We had a bug in our ghost grads implementation that caused all neurons to be marked as dead for the first K steps of training. This means ghost grads were applied to all neurons at the start of training. We ran experiments removing this bug and discovered that the bug actually improved training loss (MSE loss + L1 loss, this doesn’t include the ghost grads loss).

We also wanted to be clearer about our confidence in ghost grads. We've found ghost grads to be a big improvement on 1L models. Initial experiments have shown little difference on larger models. We're unsure if ghost grads will help dictionary learning on large models as we change other hyperparameters.

We don't feel like we have a great understanding of why and when ghost grads helps. We've tried a few variations of ghost grads but we haven't exhausted the space of ideas.
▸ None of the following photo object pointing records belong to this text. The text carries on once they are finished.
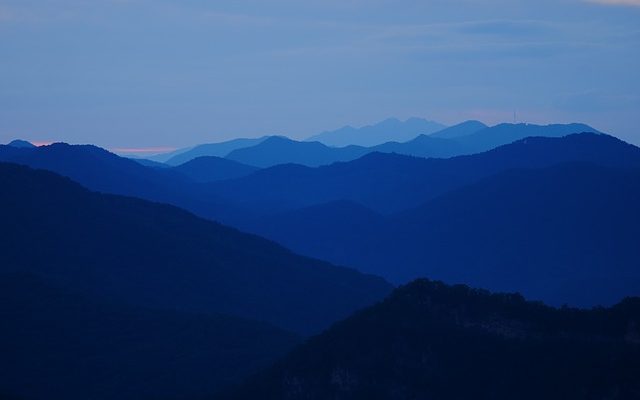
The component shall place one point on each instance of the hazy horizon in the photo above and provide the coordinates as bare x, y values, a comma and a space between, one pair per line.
168, 74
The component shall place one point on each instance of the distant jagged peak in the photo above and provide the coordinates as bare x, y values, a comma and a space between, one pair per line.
390, 129
21, 144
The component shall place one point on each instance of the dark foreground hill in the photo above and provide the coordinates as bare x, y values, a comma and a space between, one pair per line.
432, 341
57, 345
160, 256
562, 234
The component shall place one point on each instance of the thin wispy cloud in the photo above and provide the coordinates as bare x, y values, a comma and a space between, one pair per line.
633, 3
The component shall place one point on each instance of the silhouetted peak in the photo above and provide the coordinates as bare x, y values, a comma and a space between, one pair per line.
21, 144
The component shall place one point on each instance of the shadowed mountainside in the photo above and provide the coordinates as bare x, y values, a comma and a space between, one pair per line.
58, 345
565, 234
429, 340
159, 256
389, 183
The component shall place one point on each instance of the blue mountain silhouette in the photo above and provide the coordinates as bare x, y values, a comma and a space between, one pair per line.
432, 341
211, 169
61, 345
391, 129
155, 255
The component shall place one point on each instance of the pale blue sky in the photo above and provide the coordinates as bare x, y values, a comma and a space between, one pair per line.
138, 73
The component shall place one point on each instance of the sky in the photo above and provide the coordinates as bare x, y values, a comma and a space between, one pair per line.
151, 75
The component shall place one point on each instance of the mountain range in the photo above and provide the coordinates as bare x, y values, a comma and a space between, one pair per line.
505, 220
432, 341
59, 345
391, 129
152, 255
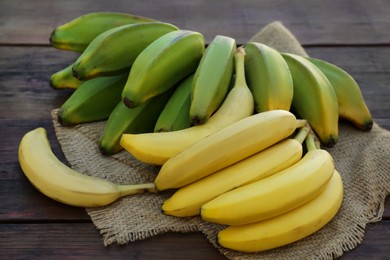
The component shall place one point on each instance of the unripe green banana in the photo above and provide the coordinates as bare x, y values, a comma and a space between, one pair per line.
212, 78
64, 79
176, 113
115, 50
314, 98
162, 64
268, 77
93, 100
76, 34
350, 99
141, 119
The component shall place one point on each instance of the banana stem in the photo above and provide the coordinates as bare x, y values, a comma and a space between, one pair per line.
240, 67
134, 189
302, 133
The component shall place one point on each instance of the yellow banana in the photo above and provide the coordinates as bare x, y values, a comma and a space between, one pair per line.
268, 77
165, 62
93, 100
114, 51
176, 114
122, 119
274, 195
157, 148
60, 182
212, 78
76, 34
352, 106
314, 98
289, 227
64, 79
226, 147
188, 200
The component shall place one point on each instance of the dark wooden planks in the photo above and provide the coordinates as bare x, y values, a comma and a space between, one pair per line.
313, 22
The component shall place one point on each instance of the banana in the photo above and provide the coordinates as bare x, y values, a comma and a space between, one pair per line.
268, 77
122, 120
188, 200
60, 182
226, 147
176, 114
64, 79
275, 195
93, 100
162, 64
352, 106
314, 98
76, 34
115, 50
157, 148
212, 78
289, 227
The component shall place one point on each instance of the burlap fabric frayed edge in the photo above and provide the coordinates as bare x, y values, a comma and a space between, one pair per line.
360, 157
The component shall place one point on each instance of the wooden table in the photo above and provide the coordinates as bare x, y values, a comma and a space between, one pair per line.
354, 34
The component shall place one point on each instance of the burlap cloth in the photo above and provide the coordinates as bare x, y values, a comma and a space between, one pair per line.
362, 158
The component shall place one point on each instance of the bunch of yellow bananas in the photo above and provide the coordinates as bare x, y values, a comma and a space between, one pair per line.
225, 124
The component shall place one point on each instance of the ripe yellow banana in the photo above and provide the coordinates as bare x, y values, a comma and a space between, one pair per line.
188, 200
165, 62
76, 34
114, 51
122, 119
60, 182
268, 77
176, 114
212, 78
289, 227
64, 79
314, 98
226, 147
93, 100
274, 195
352, 106
157, 148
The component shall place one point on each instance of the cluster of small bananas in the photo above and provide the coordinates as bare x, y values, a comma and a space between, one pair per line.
225, 123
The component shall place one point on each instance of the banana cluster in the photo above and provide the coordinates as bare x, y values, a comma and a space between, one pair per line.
225, 123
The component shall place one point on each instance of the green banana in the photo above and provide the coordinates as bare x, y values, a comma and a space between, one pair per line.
64, 79
212, 78
314, 98
115, 50
268, 77
93, 100
141, 119
176, 113
352, 106
76, 34
162, 64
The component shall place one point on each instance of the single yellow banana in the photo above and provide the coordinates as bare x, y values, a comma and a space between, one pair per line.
165, 62
114, 51
268, 77
61, 183
226, 147
64, 79
176, 113
188, 200
157, 148
352, 106
314, 98
289, 227
274, 195
76, 34
212, 78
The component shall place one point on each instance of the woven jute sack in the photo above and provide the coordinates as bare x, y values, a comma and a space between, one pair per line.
362, 158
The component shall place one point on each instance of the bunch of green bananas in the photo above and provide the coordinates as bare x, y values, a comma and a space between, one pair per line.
225, 123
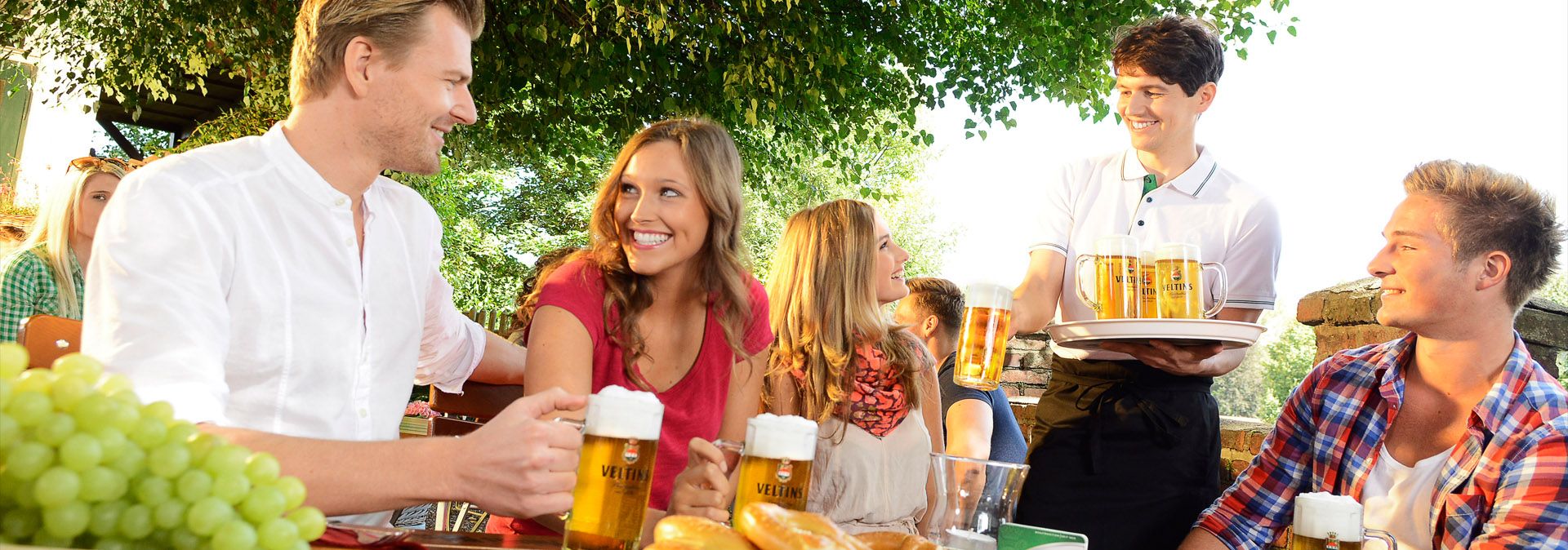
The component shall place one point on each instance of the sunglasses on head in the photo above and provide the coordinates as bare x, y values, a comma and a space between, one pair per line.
83, 163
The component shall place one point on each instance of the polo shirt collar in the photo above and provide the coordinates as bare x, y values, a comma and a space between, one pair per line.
296, 171
1191, 182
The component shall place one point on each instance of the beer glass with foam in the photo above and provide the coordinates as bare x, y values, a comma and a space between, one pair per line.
982, 337
1117, 272
777, 463
1327, 522
1178, 279
615, 471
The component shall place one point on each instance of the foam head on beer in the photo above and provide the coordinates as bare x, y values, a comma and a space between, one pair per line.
1319, 512
782, 437
623, 414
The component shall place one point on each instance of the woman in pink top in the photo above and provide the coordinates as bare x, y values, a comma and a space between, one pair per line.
661, 299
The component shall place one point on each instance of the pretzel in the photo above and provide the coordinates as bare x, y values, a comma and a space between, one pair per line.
772, 527
697, 533
896, 541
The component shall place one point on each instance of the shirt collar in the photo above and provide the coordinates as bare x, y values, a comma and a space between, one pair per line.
1191, 180
1491, 411
296, 171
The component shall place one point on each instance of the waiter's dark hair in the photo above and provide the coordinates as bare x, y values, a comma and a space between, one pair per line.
1176, 49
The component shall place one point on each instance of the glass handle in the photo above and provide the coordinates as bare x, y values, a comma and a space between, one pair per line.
1078, 270
1382, 536
1225, 291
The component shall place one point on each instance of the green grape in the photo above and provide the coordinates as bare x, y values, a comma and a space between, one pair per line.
95, 411
199, 446
18, 524
154, 490
262, 469
136, 522
149, 432
276, 534
57, 486
30, 408
292, 490
49, 541
194, 485
207, 514
13, 359
231, 488
226, 458
234, 536
29, 459
10, 432
56, 428
170, 514
105, 517
76, 364
35, 381
158, 410
124, 414
68, 391
80, 451
168, 459
114, 544
184, 539
68, 521
129, 461
310, 521
262, 503
182, 432
100, 483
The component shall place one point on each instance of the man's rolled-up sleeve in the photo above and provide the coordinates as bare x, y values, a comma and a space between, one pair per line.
156, 308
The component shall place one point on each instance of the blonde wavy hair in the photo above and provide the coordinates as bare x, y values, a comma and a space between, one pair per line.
823, 304
57, 221
714, 163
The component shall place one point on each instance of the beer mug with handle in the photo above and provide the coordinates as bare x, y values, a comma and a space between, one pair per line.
982, 337
1329, 522
1178, 281
615, 471
1117, 272
775, 466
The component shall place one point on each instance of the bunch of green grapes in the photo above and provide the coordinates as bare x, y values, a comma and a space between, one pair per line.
85, 464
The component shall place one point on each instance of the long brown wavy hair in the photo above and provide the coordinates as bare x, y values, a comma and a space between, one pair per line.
714, 163
822, 296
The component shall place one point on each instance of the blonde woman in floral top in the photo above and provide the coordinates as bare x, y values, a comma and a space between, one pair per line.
44, 275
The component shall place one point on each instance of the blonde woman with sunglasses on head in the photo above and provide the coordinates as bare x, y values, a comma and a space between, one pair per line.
44, 275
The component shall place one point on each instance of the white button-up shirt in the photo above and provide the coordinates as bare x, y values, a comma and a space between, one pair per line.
229, 282
1206, 206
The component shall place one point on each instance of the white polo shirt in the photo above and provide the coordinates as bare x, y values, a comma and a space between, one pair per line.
1206, 206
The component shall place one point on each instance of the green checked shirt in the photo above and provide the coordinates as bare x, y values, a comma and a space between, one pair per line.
29, 289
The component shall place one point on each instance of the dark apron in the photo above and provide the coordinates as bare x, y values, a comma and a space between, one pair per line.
1123, 453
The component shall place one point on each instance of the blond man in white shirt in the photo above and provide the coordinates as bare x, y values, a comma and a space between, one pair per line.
283, 294
1136, 427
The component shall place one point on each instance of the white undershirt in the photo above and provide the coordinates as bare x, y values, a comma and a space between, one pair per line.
1399, 499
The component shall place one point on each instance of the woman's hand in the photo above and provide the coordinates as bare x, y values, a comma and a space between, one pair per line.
703, 488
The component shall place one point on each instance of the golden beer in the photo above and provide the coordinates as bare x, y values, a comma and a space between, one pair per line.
780, 481
1148, 289
615, 471
982, 340
1117, 286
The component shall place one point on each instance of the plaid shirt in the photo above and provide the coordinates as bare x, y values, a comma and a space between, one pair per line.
1503, 486
27, 287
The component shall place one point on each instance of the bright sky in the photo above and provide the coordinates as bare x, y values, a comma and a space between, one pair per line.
1327, 124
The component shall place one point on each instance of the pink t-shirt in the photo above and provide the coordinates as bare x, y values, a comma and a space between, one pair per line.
695, 405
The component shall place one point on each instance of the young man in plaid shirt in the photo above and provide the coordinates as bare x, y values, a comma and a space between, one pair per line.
1452, 436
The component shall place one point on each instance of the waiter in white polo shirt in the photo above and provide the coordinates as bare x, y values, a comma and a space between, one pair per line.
1126, 442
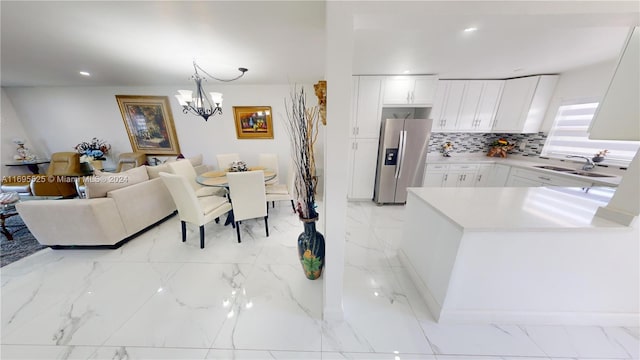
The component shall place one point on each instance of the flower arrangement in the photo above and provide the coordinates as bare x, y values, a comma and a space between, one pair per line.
303, 124
446, 149
599, 157
95, 149
500, 147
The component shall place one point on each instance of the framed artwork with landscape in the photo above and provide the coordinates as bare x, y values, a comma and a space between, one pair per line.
149, 124
253, 122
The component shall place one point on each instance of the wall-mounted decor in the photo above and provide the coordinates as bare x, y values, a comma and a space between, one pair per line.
253, 122
321, 92
149, 124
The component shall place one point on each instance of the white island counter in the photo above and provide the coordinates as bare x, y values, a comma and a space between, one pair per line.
520, 255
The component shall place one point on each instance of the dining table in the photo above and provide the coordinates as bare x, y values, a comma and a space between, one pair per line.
218, 178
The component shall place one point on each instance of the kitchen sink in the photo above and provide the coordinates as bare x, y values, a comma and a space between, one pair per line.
554, 168
585, 173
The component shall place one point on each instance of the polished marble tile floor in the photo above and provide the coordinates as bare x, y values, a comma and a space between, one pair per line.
159, 298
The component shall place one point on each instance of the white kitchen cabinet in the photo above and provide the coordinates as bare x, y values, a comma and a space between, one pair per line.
484, 176
366, 106
516, 181
409, 90
362, 172
446, 106
433, 178
617, 116
453, 175
524, 103
499, 175
479, 105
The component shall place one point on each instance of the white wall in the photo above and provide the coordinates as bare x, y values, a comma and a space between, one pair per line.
58, 118
11, 128
589, 82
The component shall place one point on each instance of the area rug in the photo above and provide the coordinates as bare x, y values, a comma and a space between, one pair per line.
23, 243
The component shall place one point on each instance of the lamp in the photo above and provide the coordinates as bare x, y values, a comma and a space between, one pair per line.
199, 103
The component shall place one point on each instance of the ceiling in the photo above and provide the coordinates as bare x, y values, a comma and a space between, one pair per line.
125, 43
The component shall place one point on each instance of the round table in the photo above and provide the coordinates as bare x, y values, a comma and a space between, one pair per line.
219, 178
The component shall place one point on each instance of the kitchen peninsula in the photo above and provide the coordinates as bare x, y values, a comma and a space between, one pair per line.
521, 256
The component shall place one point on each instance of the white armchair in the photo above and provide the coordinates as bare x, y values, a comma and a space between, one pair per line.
282, 192
193, 209
269, 161
248, 197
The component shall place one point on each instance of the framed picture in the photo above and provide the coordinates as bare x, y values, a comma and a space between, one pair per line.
253, 122
149, 124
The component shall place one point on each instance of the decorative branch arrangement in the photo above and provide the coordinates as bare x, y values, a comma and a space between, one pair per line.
303, 124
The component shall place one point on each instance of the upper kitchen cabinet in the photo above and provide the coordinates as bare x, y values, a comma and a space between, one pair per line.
524, 103
617, 117
466, 105
365, 120
479, 105
446, 105
411, 91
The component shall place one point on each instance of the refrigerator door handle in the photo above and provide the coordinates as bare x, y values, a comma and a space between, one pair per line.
403, 139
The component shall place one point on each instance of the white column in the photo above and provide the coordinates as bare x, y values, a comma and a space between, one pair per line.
624, 207
339, 53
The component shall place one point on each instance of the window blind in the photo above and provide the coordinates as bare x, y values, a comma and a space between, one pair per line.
568, 136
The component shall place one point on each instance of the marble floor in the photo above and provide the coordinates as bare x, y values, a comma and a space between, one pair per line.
159, 298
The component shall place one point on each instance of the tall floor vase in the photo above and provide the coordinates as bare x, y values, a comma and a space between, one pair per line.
311, 249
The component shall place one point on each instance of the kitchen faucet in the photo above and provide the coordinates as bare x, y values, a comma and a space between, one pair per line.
588, 165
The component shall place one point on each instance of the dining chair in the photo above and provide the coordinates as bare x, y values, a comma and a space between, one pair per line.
225, 160
269, 161
191, 208
282, 192
247, 192
186, 169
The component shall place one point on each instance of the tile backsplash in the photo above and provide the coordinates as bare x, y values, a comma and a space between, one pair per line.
471, 143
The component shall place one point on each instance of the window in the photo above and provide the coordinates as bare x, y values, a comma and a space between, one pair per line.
568, 136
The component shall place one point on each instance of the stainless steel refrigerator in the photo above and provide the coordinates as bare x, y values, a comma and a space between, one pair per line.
402, 152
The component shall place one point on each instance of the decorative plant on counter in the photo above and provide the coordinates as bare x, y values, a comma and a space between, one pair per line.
599, 157
500, 147
95, 149
302, 126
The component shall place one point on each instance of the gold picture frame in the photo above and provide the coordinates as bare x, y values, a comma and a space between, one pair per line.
149, 124
253, 122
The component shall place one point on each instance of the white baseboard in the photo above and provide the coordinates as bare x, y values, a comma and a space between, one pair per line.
539, 318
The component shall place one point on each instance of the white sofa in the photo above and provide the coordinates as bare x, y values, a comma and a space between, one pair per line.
118, 207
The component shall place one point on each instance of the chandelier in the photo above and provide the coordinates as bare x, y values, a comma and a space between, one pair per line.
199, 103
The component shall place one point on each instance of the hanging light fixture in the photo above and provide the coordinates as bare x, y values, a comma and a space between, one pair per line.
199, 103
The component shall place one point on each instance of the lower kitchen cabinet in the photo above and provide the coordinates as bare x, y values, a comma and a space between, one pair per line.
454, 175
363, 156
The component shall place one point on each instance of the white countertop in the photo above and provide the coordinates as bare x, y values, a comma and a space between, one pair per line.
522, 209
529, 162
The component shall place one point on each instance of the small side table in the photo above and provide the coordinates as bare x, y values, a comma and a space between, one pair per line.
7, 209
31, 165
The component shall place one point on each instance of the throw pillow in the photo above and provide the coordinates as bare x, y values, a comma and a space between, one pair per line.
154, 171
101, 183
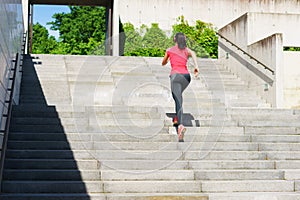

We expect that there exist better versions of ghost grads and/or better ways to handle dying neurons.







Tanh Penalty in Dictionary Learning

Adam Jermyn, Adly Templeton, Joshua Batson, Trenton Bricken

One challenge in training sparse autoencoders with an L1 penalty is shrinkage. That is, in addition to encouraging sparsity, an L1 penalty encourages the autoencoder activations to be smaller than they would be otherwise. In our experiments, we came to believe that this was at least partly responsible for our sparse autoencoders recovering a smaller fraction of the MLP loss than we might have hoped.

To remedy this, we studied sparse autoencoders trained with a penalty of the form (A/B) \tanh(x B) (following Hurley & Rickard 2008). The intuition for this penalty is that, for marginal cases where a feature is on the edge of activating, it provides the same gradient towards zero activation as an L1 penalty, but for strongly-activating examples it provides no penalty and hence no incentive to shrink the solution.

We found that autoencoders trained with a \tanh penalty were a Pareto improvement in the space of L0 and loss recovered, often by a wide margin. Unfortunately, we found that the features in these autoencoders were much harder to interpret.

Ultimately we tracked this down to these autoencoders having many more high-frequency features than ones trained under an L1 penalty, and the highest-frequency features were considerably higher with \tanh than with L1 (over 10%). Despite significant effort, we were unable to correct this issue. We tried varying both parameters in the \tanh penalty over a wide range as well as several small variations on the autoencoder architecture.

We don’t have a solid theoretical understanding of the link between \tanh and high feature densities. One theory is that it is actually important for the functioning of L1 that it penalize features on high-activating examples. However, the simplest version of this theory (that it is just about how much of a gradient the model accumulates towards lower activations) does not fit the evidence: if this were the case, \tanh should eliminate high-density features when we turn up the penalty sufficiently, which we did not see.

For now, we have put this direction to one side. It still seems likely that solving the shrinkage problem will be important to achieving high loss recovery rates, and that solution may well look like a modified sparsity penalty, but the specific \tanh approach no longer seems promising.

To that end, we were quite excited to see a recent investigation by Wright & Sharkey suggesting that shrinkage (also known as feature suppression) can be resolved by fine-tuning a subset of the model parameters with no sparsity penalty. This seems like a promising direction, and we would be quite excited to see more work along these lines.